Lori shook his head in wonder, unable to understand this kind of thinking. “What is it with you? I didn’t pick this body any more than you picked that one. I’d trade you if I could. There are times I would have killed for a shape like that. But look at you! Is it so awful being a woman? You’re young, probably very pretty by the standards of your race, and in an incredibly short time you’ve managed to get this far up in the drug trade. Some new start, but I guess it’s what you know. I’m broke and helpless in a backward me­dieval desert, for god’s sake!”

“Being a woman is bad enough,” Campos responded an­grily. “It is hell to me! And yes, I am very beautiful by Cloptan standards. Do you know how hard it was to adjust to that? To have every lecherous Cloptan man pawing you? Do you know what I had to lower myself to do to get to this? I do not own this lab, nor do I control it. Finding the Cloptan underworld was not difficult, and they were inter­ested in me because I came from the same business but on a different world. No, getting inside was not difficult, but once there I was just another girl, just another piece of fur­niture to them! Me! The son of the greatest patriot of mod­ern Peru, the man who could strike and corrupt and bring down the most evil and powerful oppressor of all Latin peoples with a weapon as simple and impossible to fight as common coca! I had to defile myself! To swallow all pride and self-respect and put myself in the gutter! I am nothing in this organization except a powerful man’s current favor­ite toy! But now, now, it is all worthwhile. Here you are. If I can get the others, too, it will be complete. Brazil and that other bitch. Even if fortune does not smile, however, it has smiled enough. For a while yet we will play games so that I may have the satisfaction to repay my humiliation! Then, when the time is right, you, ‘goddess of the trees,’ will will­ingly and cheerfully beg to let me let you put things right. It may take weeks or months yet, I hope not years, but one day you will put things right for me and repay all the suf­fering that you have caused! Once you are under the drug’s spell, you will willingly tell me anything and everything. If you are what some say you are, then one day we will take a trip, just us girls, and you will go inside this world and put me right!”

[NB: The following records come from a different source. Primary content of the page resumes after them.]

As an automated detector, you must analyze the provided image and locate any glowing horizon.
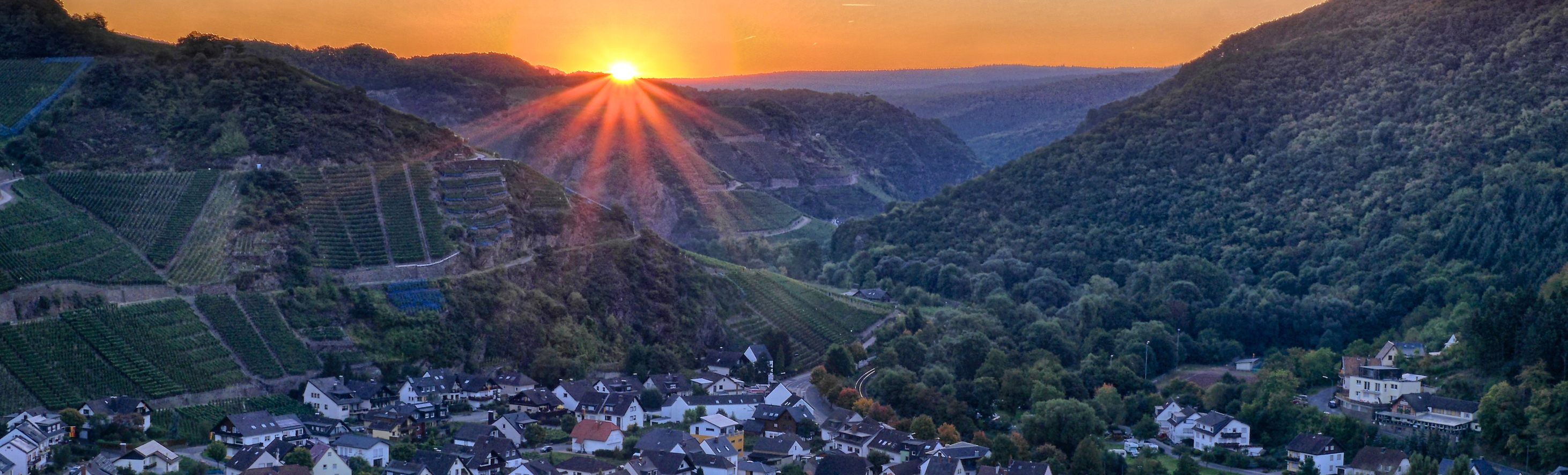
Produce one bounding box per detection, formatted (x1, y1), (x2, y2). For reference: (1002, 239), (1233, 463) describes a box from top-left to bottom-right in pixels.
(64, 0), (1323, 78)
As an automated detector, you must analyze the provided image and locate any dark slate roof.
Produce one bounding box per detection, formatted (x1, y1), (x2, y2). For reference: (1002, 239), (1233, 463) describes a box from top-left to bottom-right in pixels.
(922, 456), (958, 475)
(814, 453), (872, 475)
(645, 373), (691, 394)
(382, 461), (434, 475)
(240, 465), (310, 475)
(702, 350), (746, 368)
(1007, 459), (1051, 475)
(751, 434), (811, 455)
(332, 434), (390, 448)
(495, 372), (539, 385)
(751, 404), (789, 420)
(687, 451), (735, 469)
(1400, 392), (1480, 414)
(665, 394), (767, 406)
(506, 389), (565, 407)
(412, 450), (461, 475)
(936, 442), (991, 459)
(452, 422), (497, 441)
(1345, 445), (1411, 475)
(1284, 434), (1345, 455)
(1474, 453), (1521, 475)
(86, 397), (141, 415)
(555, 456), (615, 473)
(577, 392), (637, 415)
(557, 381), (594, 399)
(223, 445), (267, 470)
(635, 428), (696, 451)
(219, 411), (280, 437)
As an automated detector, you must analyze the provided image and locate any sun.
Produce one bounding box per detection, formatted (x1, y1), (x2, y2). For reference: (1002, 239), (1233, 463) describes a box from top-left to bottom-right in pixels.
(610, 61), (637, 83)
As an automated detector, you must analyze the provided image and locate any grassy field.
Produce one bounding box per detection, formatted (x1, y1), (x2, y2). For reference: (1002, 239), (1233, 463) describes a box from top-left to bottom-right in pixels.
(169, 175), (240, 284)
(0, 179), (163, 292)
(0, 60), (82, 127)
(689, 253), (892, 367)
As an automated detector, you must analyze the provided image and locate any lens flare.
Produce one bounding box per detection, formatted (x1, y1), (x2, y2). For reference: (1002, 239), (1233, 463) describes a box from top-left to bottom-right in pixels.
(610, 61), (637, 83)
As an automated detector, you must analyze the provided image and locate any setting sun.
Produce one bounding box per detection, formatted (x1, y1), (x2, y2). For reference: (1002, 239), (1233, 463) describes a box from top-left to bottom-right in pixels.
(610, 61), (637, 81)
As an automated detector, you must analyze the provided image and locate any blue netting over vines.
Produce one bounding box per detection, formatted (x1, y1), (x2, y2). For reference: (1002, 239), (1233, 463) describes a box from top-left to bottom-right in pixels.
(387, 279), (445, 312)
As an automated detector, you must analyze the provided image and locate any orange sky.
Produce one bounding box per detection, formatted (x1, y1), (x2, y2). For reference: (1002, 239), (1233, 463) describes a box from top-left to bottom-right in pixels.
(64, 0), (1322, 77)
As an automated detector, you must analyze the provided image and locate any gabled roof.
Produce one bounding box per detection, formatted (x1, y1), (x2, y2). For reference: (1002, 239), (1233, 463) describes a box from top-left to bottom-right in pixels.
(635, 428), (696, 451)
(751, 434), (809, 456)
(1284, 434), (1345, 455)
(571, 420), (621, 442)
(812, 453), (872, 475)
(412, 450), (463, 475)
(1400, 392), (1480, 414)
(1007, 459), (1051, 475)
(702, 414), (740, 428)
(506, 389), (566, 407)
(332, 434), (392, 450)
(577, 392), (637, 415)
(702, 350), (746, 368)
(86, 397), (141, 415)
(555, 456), (616, 473)
(751, 404), (794, 420)
(495, 372), (539, 385)
(1345, 445), (1411, 475)
(223, 445), (268, 470)
(218, 411), (282, 437)
(240, 465), (310, 475)
(935, 442), (991, 459)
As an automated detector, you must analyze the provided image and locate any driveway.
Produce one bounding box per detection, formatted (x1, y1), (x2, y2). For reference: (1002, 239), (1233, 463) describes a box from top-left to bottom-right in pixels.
(1306, 385), (1339, 414)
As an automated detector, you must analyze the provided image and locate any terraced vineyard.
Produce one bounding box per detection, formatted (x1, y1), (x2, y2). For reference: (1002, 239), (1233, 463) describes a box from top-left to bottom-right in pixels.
(168, 175), (240, 284)
(0, 318), (144, 409)
(715, 190), (803, 232)
(293, 168), (359, 268)
(0, 368), (44, 414)
(321, 166), (387, 265)
(94, 298), (248, 392)
(376, 163), (426, 263)
(60, 307), (185, 398)
(408, 165), (452, 258)
(238, 292), (321, 375)
(196, 295), (284, 380)
(0, 179), (163, 292)
(0, 60), (83, 130)
(152, 395), (315, 444)
(690, 254), (892, 367)
(46, 171), (195, 249)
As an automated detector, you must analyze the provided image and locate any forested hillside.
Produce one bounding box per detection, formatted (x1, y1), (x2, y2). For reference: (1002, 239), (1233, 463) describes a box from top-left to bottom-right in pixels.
(830, 0), (1568, 354)
(881, 68), (1176, 166)
(0, 0), (464, 171)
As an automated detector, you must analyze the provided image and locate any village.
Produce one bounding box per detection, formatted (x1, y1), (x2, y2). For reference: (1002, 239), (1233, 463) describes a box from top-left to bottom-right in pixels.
(0, 342), (1568, 475)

So that was it, Mavra thought. One more horror to en­dure, one more long torment, but the direction that damned Machiavellian Well was taking was now clear. It was sad that Lori yet again had been dragged into this. Mavra had mostly wanted to help them. Well, if he stayed alive, maybe someday she still could. There was certainly nothing to be done now. She just wished she’d listened to them and left Juan Campos back on Earth or finished him off. Damn her sense of fair play! One could totally change such as him, but he remained as evil as ever. He had already changed more than he knew or wanted to recognize, judging from what he’d done as a female and even how she now spoke and moved. But the Well did nothing to change that inner self, and Juan Campos had been an insane, evil, power-mad egomaniac in his former life, and the new persona had done nothing to change that but had reinforced it.

Sooner or later, though, no matter what was to come, she’d be taken to the Well. There was no question that such a sophisticated operation could get the truth out of her. It could only be hoped that Campos was so insane she be­lieved that inside the Well, in a Markovian body, she could still dictate to Mavra Chang.